On the whole, it will be those who associate themselves with the field of robotics, control systems and programming. But people whose first education is far from these fields also join the program, for example linguists and sociologists. These people see that robotics can be interesting for them, as they can fulfill themselves as mediators or at the interface of robotics and their field of focus.
Sergei Kolubin describes the application of sociology in robotics as follows:
“For example, some 20-30 years later, we’ll come to understand that we didn’t account for some effects that the development of robotics has on society. In order to not make things worse for humanity in general or for specific people, it’s better to take notice of such things right from the start. And this won’t do without specialists in sociology. Robotics is a field for not just specialists in electronics, mechanics and programming, there are many tasks for everyone.”
Those who want to code also join the program:
“Every year, we see that those who join our program want to see themselves as good applied programmers. This has to do with the landscape of the labor market. There are two essential factors for a robotics specialist: on the one hand, the knowledge of the subject field, understanding the specifics of the systems they are working with, knowledge of physical correlations and mathematical apparatus, and on the other — skills associated with developing and debugging code that implements complex models and algorithms in Python, C/C++, Java and other languages in various environments,” comments Sergei Kolubin.
The program’s team sets the task of training a new type of specialists at the interface of subjects. They also hope that this will help them with their own research, as Master’s level education is a lot about co-creation, and ITMO’s strategic goal is generation of new knowledge, technologies, businesses and markets.
Advantages of the program
According to Sergei Kolubin, doing a Master’s program at ITMO has several important advantages. First of all, the lecturers at these programs are scientists who work at the frontlines of their professional fields, which provides for a unique and relevant curriculum.
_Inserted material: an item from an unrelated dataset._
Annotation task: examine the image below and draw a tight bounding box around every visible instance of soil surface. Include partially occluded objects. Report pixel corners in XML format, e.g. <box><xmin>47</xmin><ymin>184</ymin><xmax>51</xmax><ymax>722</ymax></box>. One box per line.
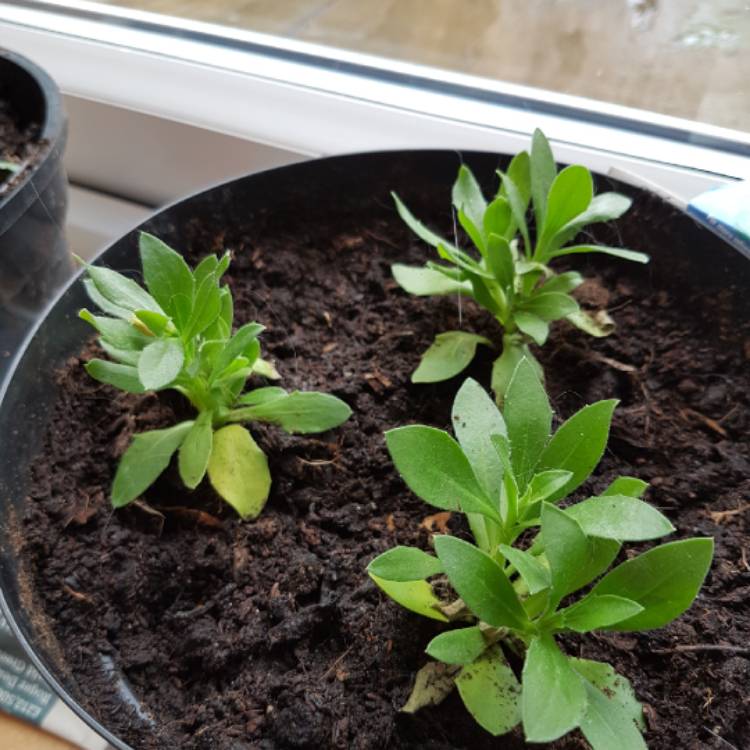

“ITMO University has great researchers in the field of control science. We’ve also been in the first hundred of ARWU (Academic Ranking of World Universities) in the field of automation and control. Our students get the opportunity to learn first-hand about the new methods and technologies of sensorless control, identification of systems, the synthesis of adaptive controllers and energy-aware control. We also offer unique courses in generative design of robotic systems,” adds Sergei Kolubin.
Secondly, the infrastructure. The program has world-class research equipment: robotic systems, labs, robotic manipulators and collaborative robots, mobile robots, drones and so on, and the Master’s students will have access to it.
Thirdly, the corporate partners. Among them are such companies as Sber, Geoscan, StarLine, Diakont, Taurus-Fenix and Arrival Rus.
Academic partners are also ITMO’s strong point. The Robotics and Artificial Intelligence program is considered an international educational program, hence a high level of international activity.
“This gives us an opportunity to involve best international lecturers and scientists, and our students can participate in academic mobility programs, for example as part of Erasmus+ at best universities of the Netherlands, France, Finland, Italy, and Norway. What’s more, we have joint programs with TalTech (Estonia) and LUT (Finland). Every year, up to 10 students enroll at joint programs,” comments Sergei Kolubin.
He adds that the program’s Master’s students are potential employees of international laboratories and participants of joint projects with industrial partners.This gives them an opportunity to pursue their careers while studying and earn good money at the university.